Но, тем не менее, признаться себе в том, что время в абсолютном его значении — это враг, стоит. Не потому, что приближает старость и делает радости мимолётными, но в первую очередь по той причине, что обязательное его использование существенно сужает картину мира, что, в свою очередь, работает против человеческой природы в смысле предназначения.

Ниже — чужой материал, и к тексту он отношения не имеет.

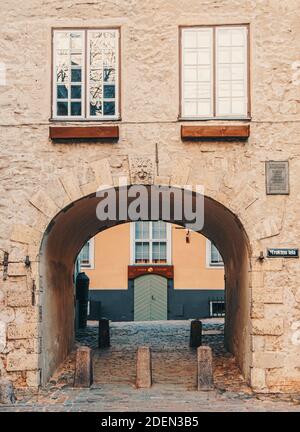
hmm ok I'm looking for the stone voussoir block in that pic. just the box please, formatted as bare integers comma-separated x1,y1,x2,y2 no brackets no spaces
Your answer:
59,173,82,202
10,224,41,245
29,189,59,218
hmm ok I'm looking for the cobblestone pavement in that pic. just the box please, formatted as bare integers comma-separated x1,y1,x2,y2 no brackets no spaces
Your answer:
1,320,300,412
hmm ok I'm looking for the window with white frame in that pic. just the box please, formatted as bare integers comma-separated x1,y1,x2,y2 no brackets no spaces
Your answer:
132,221,171,265
207,240,224,267
53,29,119,119
181,25,249,119
79,238,94,269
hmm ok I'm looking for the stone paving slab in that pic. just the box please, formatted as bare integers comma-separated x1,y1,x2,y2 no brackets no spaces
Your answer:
1,385,300,412
1,320,299,412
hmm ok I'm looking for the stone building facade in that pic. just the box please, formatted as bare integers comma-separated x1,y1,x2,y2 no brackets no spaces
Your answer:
0,0,300,393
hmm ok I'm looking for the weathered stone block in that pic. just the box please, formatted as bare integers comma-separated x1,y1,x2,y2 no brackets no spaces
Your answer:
252,352,285,369
26,370,41,388
171,158,191,185
81,181,98,196
250,367,266,390
136,346,152,389
251,301,264,319
29,189,58,218
197,346,214,391
0,307,15,323
60,173,82,202
91,158,113,186
251,271,264,288
10,224,41,245
251,335,265,352
7,353,38,371
154,176,170,186
7,263,27,277
252,318,284,336
7,323,38,340
74,346,93,388
252,288,283,304
6,289,31,307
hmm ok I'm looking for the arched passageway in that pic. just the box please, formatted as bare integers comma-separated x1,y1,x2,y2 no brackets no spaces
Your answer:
39,186,251,385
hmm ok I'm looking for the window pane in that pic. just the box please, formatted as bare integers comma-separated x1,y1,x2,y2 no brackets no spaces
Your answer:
54,31,84,118
79,242,90,265
57,85,68,99
56,52,69,83
71,69,82,82
70,32,83,50
183,30,198,48
71,85,81,99
197,100,211,116
104,101,115,115
57,101,68,116
88,30,118,118
71,102,81,116
71,54,82,67
135,242,149,263
216,26,247,117
90,101,102,116
104,84,115,98
183,100,197,117
135,222,149,240
152,242,167,263
211,243,223,264
152,221,167,239
182,28,213,118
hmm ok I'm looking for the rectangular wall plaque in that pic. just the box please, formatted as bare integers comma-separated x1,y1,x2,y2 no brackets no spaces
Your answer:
266,161,289,195
267,248,299,258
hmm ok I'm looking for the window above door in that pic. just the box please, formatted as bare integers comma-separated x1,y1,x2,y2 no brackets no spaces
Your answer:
180,25,250,120
131,221,172,265
52,28,120,121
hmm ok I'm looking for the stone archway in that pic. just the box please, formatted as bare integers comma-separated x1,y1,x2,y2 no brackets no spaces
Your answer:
38,183,251,386
8,156,289,393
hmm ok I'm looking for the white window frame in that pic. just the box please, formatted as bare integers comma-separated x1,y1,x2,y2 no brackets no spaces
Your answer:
130,222,172,265
79,238,95,270
206,239,224,268
87,29,120,121
180,25,249,120
52,28,120,121
209,300,225,317
181,27,214,119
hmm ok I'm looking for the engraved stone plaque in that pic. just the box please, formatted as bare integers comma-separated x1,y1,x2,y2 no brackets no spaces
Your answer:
266,161,289,195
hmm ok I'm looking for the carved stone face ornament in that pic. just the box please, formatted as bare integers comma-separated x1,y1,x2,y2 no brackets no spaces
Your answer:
129,156,155,185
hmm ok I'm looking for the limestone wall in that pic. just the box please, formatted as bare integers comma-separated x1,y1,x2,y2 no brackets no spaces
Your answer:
0,0,300,392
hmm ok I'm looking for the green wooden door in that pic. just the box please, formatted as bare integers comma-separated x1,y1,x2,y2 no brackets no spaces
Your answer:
134,275,168,321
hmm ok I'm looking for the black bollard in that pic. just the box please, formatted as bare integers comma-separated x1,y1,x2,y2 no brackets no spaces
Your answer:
98,318,110,348
190,319,202,348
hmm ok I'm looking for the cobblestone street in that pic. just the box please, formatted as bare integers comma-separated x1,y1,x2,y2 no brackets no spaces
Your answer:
1,320,300,412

Всё же, стоит научиться отказываться от времени. Положить его в надёжно запертый ящик в сознании и доставать лишь по редкой необходимости. Не только потому, что в завязанных на него картинах слишком много чего “прячется” за углом и в таинственных чёрных дырах реальности. И не потому, что оно как минимум порождает страх, подавляет любопытство и лишает нас радости, которую можно было бы подбирать под ногами, а не искать с фонарём при свете дня. И не по той причине, что время сводит представления о многомерной реальности до линейного (в лучшем случае — плоского) чертежа, со всеми связанными с этим издержками и недостатками. Хотя это всё так и есть.

Но потому, что свободная от него картина мира может принять внутрь себя почти любую историю без искажения реальности. И наоборот, породить нарратив своего описания на языке собеседника.